# Who Is Bozo Texino?



## punkkus (Oct 8, 2006)

Has anyone seen this train documentary? Does anyone have a digital/online copy of "Who Is Bozo Texino?"


----------



## TBone (Oct 11, 2006)

I've tried to find long gone but I can't seem to find it anywhere or find anyone who has so I can copy it. Any idea's?


----------



## TBone (Oct 11, 2006)

Yeah, never got a response. I just tried again.


----------



## Cush (Oct 12, 2006)

catching out is another really really good one. i'll have to check out the two that you mentioned.


----------



## punkkus (Oct 13, 2006)

$20 isnt too bad. Is "Long Gone" or "Catching Out" available online too?


----------



## Mouse (Jan 9, 2007)

I just made a psot about this. i got a copy from a screening in flagstaff for 12$. 

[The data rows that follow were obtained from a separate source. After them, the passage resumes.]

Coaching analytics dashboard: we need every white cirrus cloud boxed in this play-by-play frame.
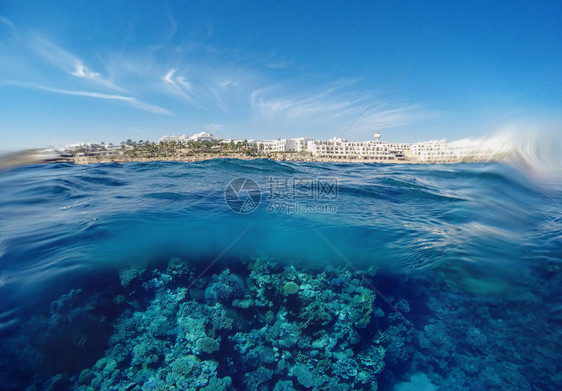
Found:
[1,82,172,115]
[30,35,126,92]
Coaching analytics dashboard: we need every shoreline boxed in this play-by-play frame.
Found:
[66,153,421,165]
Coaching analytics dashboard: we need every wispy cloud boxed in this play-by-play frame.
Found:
[2,82,172,115]
[30,36,126,92]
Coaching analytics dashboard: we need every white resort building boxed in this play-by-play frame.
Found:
[307,132,410,160]
[151,132,505,163]
[158,132,220,143]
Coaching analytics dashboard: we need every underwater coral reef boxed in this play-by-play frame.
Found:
[1,258,562,391]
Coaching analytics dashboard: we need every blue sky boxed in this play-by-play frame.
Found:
[0,0,562,150]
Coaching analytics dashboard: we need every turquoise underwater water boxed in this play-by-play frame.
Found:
[0,159,562,390]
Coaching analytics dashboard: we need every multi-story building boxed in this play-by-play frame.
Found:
[411,140,459,163]
[307,132,410,160]
[158,132,220,143]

if anyone wants a copy I coudl make you one eventually. just need to get themoney to buy a pack to dvd-rs. all i'd ask is that you pay the cost.


----------



## TBone (Jan 9, 2007)

I would gladly chip in. Tell me how much you want and I'll hit you up.


----------



## Mouse (Jan 9, 2007)

well, it wouldn't be more than the exact cost for the dvd-r and shipping. once I get paid at my new job i'll buy a pack and do the math and figure it out.

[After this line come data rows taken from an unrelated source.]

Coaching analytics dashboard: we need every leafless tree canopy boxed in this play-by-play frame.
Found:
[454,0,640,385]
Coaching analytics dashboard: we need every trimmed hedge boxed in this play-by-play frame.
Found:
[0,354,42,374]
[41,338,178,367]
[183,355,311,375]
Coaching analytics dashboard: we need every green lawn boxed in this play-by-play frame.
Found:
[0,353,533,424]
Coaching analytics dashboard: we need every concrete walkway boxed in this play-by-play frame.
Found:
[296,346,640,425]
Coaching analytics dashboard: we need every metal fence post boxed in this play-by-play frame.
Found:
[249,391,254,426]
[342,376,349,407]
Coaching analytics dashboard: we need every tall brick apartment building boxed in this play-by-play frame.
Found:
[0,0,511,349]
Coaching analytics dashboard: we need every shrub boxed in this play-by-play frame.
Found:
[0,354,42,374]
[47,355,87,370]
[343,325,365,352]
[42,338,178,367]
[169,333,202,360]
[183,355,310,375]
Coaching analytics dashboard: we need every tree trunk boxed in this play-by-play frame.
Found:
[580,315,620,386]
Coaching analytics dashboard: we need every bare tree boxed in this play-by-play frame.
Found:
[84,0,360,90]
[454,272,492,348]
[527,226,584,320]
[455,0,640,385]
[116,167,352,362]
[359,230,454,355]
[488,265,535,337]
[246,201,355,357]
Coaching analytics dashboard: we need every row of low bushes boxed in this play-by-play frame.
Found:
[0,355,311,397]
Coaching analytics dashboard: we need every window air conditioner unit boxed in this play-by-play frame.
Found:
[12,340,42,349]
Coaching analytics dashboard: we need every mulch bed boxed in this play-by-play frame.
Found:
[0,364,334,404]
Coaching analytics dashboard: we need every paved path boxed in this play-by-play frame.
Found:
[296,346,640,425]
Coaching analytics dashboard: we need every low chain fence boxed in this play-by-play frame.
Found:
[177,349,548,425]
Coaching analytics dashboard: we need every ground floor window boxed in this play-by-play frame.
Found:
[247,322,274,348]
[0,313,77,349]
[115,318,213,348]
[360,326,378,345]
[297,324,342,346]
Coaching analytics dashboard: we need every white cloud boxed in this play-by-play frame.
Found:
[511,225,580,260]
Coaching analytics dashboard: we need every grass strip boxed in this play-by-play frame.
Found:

are you located in the US? cuz that makes a big difference.


----------



## TBone (Jan 9, 2007)

Yep.


----------



## Mouse (Jan 9, 2007)

ok, once I figure out which friends have a dvd-r drive I can pirate I'll get back to you.


----------



## scottyfoothill (Jan 9, 2007)

i've got "long gone", but i gotta find it. wasn't where i thought it was last time i looked. i believe it still hasn't been released. complications, or something.


----------



## TBone (Jan 9, 2007)

Shit, I'd love to have that too.


----------